La Etnometodología se centra en estudiar los métodos o estrategias empleadas por las personas para construir, dar significado a sus prácticas sociales cotidianas. De alguna manera, intenta estudiar los fenómenos sociales incorporados a nuestros discursos y nuestras acciones a través del análisis de las actividades humanas. Como afirma Garfinkel (1967), la Etnometodología “reserva para las actividades más comunes de la vida cotidiana la atención normalmente concedida a los sucesos extraordinarios”. En aquello que normalmente vemos cosas, datos o hechos, el etnometodólogo ve los procesos mediante los cuales se crean y sostienen de manera constante las características de escenarios socialmente organizados (Pollner, 1974). Dicho de otro modo, el etnometodólogo estudia las prácticas, los métodos con los que los sujetos viven la normalidad, la continuidad y la estabilidad de su vida cotidiana. A partir de los 70, se diferencian dos grandes tendencias dentro de la orientación etnometodológica: - Por una parte, se siguen abordando los objetos de estudio tradicionales, tales como la educación, la justicia, la organización, etc., en todos los casos a partir de las etnografías en instituciones y en situaciones de interacción social, tomando como punto de partida que las acciones de las personas sólo pueden explicarse en referencia al contexto dentro del cual tienen lugar. - Por la otra, comienza a tomar auge el análisis conversacional, centrado en la organización del diálogo en la actividad cotidiana, en cómo se presentan la ordenación y coherencia en los intercambios conversacionales . (…)

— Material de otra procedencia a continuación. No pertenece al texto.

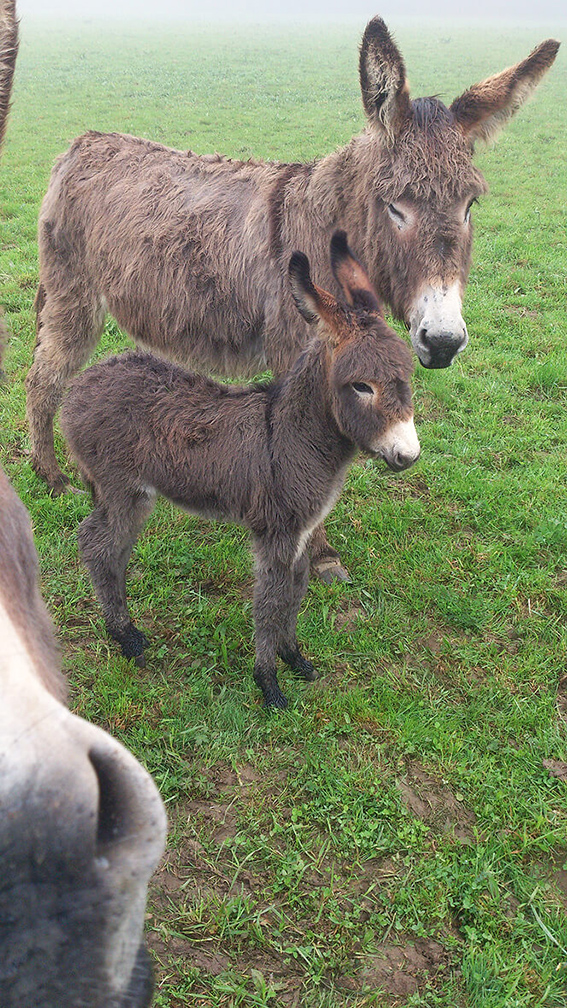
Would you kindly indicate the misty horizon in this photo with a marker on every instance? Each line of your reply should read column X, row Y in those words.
column 295, row 11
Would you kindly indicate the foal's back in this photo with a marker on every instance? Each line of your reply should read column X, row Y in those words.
column 137, row 422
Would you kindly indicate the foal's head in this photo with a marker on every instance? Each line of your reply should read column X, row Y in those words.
column 368, row 365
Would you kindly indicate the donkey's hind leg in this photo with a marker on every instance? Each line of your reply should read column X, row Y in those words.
column 272, row 608
column 67, row 333
column 289, row 648
column 106, row 538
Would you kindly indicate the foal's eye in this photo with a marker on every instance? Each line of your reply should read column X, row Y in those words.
column 395, row 214
column 468, row 210
column 361, row 388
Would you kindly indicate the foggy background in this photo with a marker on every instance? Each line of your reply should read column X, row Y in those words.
column 514, row 11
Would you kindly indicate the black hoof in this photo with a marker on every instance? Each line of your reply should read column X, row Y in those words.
column 300, row 665
column 329, row 569
column 267, row 682
column 274, row 698
column 132, row 642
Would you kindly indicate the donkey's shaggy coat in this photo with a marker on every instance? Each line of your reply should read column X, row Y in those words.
column 190, row 252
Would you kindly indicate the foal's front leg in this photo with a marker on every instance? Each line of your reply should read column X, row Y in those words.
column 289, row 649
column 278, row 591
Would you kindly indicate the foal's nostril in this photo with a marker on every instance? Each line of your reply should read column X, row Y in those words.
column 403, row 460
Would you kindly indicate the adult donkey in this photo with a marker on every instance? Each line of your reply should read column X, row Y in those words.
column 190, row 253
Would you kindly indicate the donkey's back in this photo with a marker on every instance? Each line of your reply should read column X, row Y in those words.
column 123, row 214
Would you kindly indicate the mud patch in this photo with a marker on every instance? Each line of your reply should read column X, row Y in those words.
column 433, row 801
column 400, row 970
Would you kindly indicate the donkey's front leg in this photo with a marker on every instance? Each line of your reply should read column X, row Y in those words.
column 325, row 561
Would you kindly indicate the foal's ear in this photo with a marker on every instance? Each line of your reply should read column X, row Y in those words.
column 351, row 276
column 485, row 108
column 383, row 84
column 306, row 294
column 314, row 303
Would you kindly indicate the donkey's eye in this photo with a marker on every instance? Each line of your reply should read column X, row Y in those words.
column 395, row 214
column 361, row 388
column 468, row 210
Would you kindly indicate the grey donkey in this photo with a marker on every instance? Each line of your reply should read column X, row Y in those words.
column 271, row 457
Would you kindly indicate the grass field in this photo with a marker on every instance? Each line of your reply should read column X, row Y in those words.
column 397, row 837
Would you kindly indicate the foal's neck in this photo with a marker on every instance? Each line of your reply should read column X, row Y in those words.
column 302, row 416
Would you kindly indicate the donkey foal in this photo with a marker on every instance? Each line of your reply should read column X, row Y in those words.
column 272, row 457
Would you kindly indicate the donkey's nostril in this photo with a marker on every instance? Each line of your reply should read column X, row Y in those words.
column 112, row 799
column 129, row 813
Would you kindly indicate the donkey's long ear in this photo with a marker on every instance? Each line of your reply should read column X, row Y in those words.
column 351, row 276
column 385, row 94
column 8, row 53
column 485, row 108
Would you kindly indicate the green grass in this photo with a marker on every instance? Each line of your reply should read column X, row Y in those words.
column 393, row 838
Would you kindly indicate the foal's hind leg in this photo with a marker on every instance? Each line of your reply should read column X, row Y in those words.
column 272, row 608
column 106, row 538
column 325, row 561
column 68, row 330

Pese al interés que despierta la orientación o enfoque etnometodológico, este no ha estado exento de críticas. Algunos de los aspectos que le han sido criticados a la Etnometodología son los siguientes:

- Llega a un relativismo sin salida que le impide producir ninguna afirmación teórica sólida y sistemática.
- Es banal y trivial; es un desierto intelectual; es un conjunto de puntos de vista (Mc Sweeney, 1973: 141-142).
- Falta mayor profundidad al tratar la relación entre vida cotidiana e instituciones sociales. Por ejemplo, el problema del poder está ausente en sus estudios.
- La consideración de que los fenómenos sociales existen sólo en la medida en que el hombre de la calle los clasifica o los identifica como existentes es del todo insostenible (Giddens, 1976: 52).